RT2.0 Dynamic Shape Executor Feature Analysis
1. Feature Background
1.1 Why RT2.0 Is Needed
In the Ascend AI processor Graph Engine (GE) architecture, v1 runtime (runtime/v1/) contains two types of executors: static shape executor (TaskSink mode) and dynamic shape executor (Hybrid mode). TaskSink mode pre-issues entire graph's operator tasks to device side. Runtime only needs one rtModelExecute call to trigger device-side autonomous execution. This achieves ultimate performance in static shape scenarios and is still retained for use. Hybrid mode supports dynamic shape through host-side per-operator scheduling, but has performance bottlenecks.
RT2.0 (runtime/v2/) is designed to replace v1's Hybrid dynamic shape executor. The core design goal is: Through Lowering mechanism, convert high-level ComputeGraph to directly executable ExecuteGraph, making runtime only need an extremely simple execution loop, natively supporting dynamic shape scenarios with lower overhead.

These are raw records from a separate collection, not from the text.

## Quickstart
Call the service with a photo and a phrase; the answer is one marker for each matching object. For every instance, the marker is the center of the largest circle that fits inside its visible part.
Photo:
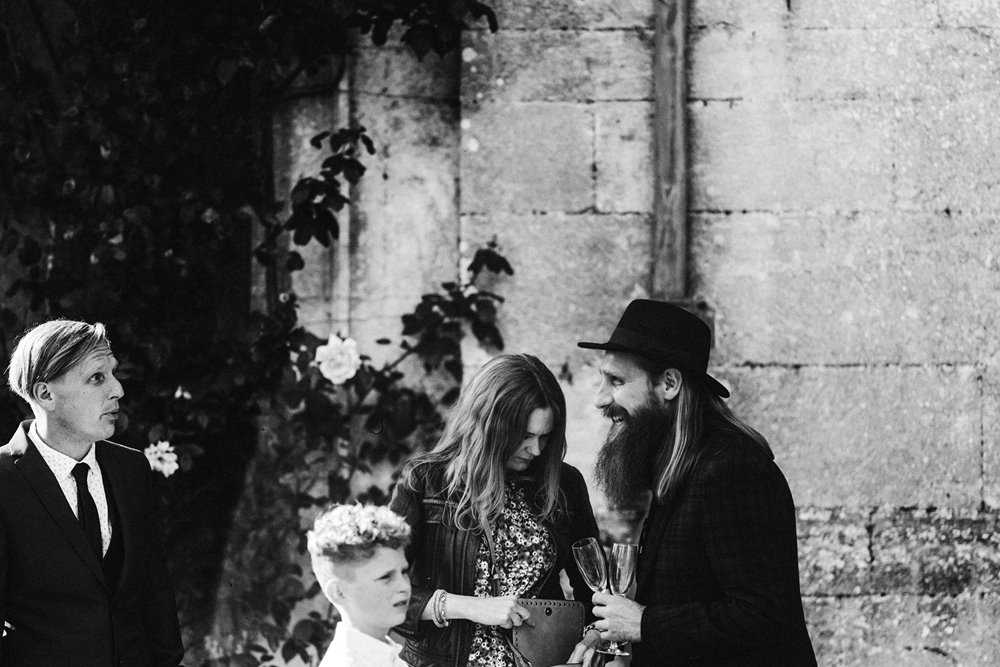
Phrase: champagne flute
(621, 576)
(589, 556)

1.2 Design Philosophy: Compilation Is Execution Preparation
RT2.0's core idea can be summarized in one sentence — Move "translation" work from runtime to compilation phase.
v1 issues Tasks to device one by one through DistributeTask at runtime, while v2 already converts ComputeGraph to directly executable ExecuteGraph at compilation phase (Lowering phase). Runtime does not need any "translation" step, only needs to execute an extremely simple node loop.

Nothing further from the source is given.